The difficulty of what McAllister calls a "fix" lies partly here: the issue isn't simply deleting the "care about sleep" instruction, because the instruction itself is reasonable and valuable in certain user scenarios; the challenge is teaching the model to judge when to care and when to stay silent. This fine-grained ability to assess contextual situations is precisely the weak point of current-generation LLMs.
An unanswered question
Anthropic’s role training is unique in the industry. In openly publishing research on “model well-being,” releasing its Constitution, and discussing “role training,” the company has gone further than any competitor. This bold approach was once the foundation of Anthropic’s reputation among users and trust among enterprise clients—and remains one of the pillars supporting its current valuation of over $300 billion.

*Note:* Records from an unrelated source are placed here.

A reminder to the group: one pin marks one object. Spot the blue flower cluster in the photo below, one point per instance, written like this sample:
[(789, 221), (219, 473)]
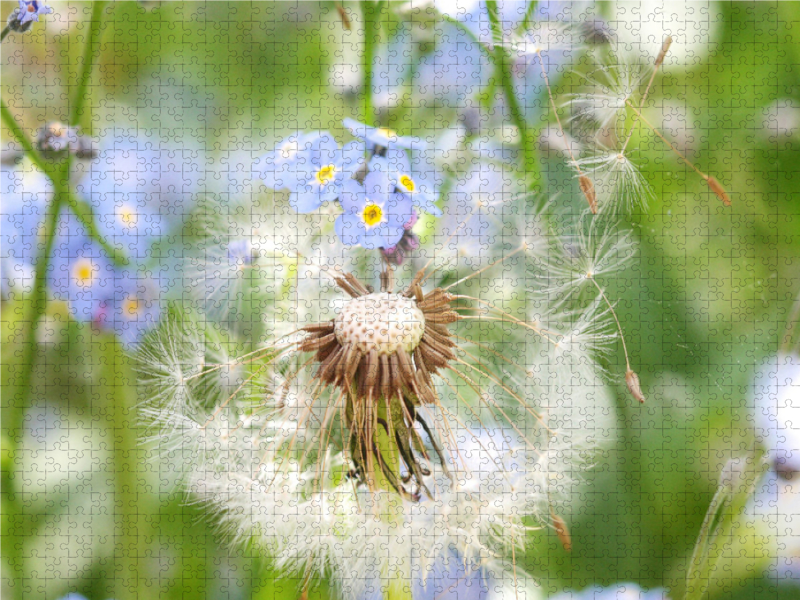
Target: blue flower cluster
[(137, 192), (378, 184)]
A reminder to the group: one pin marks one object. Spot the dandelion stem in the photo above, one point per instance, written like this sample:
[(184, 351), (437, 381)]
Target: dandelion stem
[(118, 393), (88, 62), (659, 60), (397, 576), (613, 314), (712, 183), (791, 323), (502, 65), (371, 13)]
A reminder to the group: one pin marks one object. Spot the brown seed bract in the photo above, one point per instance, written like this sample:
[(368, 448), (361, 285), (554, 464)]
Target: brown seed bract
[(385, 369)]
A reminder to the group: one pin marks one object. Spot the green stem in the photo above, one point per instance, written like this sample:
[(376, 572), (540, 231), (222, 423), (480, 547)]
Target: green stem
[(88, 62), (371, 12), (117, 393), (502, 64), (21, 396), (81, 209)]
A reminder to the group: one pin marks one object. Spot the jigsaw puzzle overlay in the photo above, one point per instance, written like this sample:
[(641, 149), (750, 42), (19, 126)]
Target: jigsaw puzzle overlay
[(400, 300)]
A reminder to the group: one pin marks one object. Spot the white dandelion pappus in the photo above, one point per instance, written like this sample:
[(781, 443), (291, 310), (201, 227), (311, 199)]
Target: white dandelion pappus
[(611, 88), (619, 184), (280, 443)]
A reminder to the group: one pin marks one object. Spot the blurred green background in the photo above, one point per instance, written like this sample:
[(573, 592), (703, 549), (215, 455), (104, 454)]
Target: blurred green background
[(704, 304)]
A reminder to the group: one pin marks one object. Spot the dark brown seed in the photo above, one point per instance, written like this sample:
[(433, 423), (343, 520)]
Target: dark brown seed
[(717, 188), (634, 387)]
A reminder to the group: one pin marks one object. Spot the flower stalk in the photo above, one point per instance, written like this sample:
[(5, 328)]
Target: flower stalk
[(502, 65), (89, 56), (371, 15)]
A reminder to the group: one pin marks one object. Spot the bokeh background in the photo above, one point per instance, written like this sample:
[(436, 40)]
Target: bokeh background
[(212, 86)]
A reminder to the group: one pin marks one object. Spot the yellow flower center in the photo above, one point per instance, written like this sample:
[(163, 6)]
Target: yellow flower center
[(131, 307), (325, 175), (128, 216), (408, 183), (372, 215), (83, 272)]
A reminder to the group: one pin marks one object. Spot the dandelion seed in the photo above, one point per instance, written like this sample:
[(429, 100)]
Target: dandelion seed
[(571, 263), (712, 183), (344, 432), (621, 184), (612, 88)]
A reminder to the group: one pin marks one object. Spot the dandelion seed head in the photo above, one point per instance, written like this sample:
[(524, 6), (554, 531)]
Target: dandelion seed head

But the "sleep-inducing bug" raises an unanswered question: when an AI company chooses to shape its model as a "personality with character," does it simultaneously assume full responsibility for everything that personality does that you didn’t anticipate?
McAllister promised a fix, but the direction of the fix remains unclear. Anthropic could choose to reduce the weight of the "user well-being" instruction, at the cost of losing Claude’s reputation for being warm and considerate; or it could retain the high weight and add contextual judgment logic, but this would require the model to possess temporal and situational awareness it currently lacks.
Regardless of the path taken, it must return to a more fundamental product decision: in the context of a general AI assistant, how should “caring for users” be prioritized over “respecting user autonomy”? This is not a technical issue, but a product philosophy question. A Reddit developer, repeatedly urged to go to sleep, inadvertently brought this question to the forefront for the entire industry.